Secondo quanto riportato, sul tavolo dell’amministratore delegato Giampaolo Rossi sarebbero già arrivate le dimissioni del conduttore: non solo dalla guida del programma, ma anche dall’incarico di vicedirettore ad personam. A rilanciare la notizia è stato Davide Maggio, alimentando un dibattito che si è rapidamente esteso al pubblico e agli addetti ai lavori.

Mentre la Rai tenterebbe di trattenerlo, il nome di Infante sarebbe entrato anche nelle valutazioni di Mediaset, dove Pier Silvio Berlusconi avrebbe preso in considerazione un suo inserimento in un progetto di prima serata con responsabilità editoriali più ampie. Il successo ottenuto da Ore 14 avrebbe infatti attirato l’attenzione del gruppo concorrente.

A intensificare i sospetti è stata la chiusura della puntata del 5 giugno, quando Infante ha salutato il pubblico con parole dal sapore di commiato: “Ci sono altri mondi al di fuori di questo.
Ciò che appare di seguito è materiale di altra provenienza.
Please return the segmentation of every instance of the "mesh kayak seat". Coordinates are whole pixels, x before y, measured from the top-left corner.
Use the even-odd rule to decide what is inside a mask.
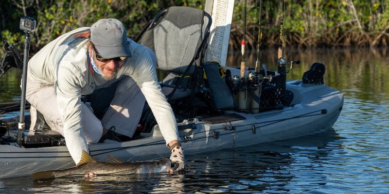
[[[168,83],[164,83],[166,79],[160,83],[168,100],[194,96],[212,21],[203,10],[171,7],[158,14],[136,38],[156,53],[157,68],[171,73]]]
E quindi vedremo, quello che sarà lo vedremo”. Una citazione di Stephen King che molti telespettatori hanno letto come un messaggio in codice.

Negli ultimi anni, il giornalista avrebbe vissuto momenti di tensione interna, tra mancati avanzamenti di carriera e scelte editoriali che, secondo alcune voci, avrebbero generato attriti con i vertici. Un insieme di fattori che oggi renderebbe più fragile la sua permanenza nel servizio pubblico.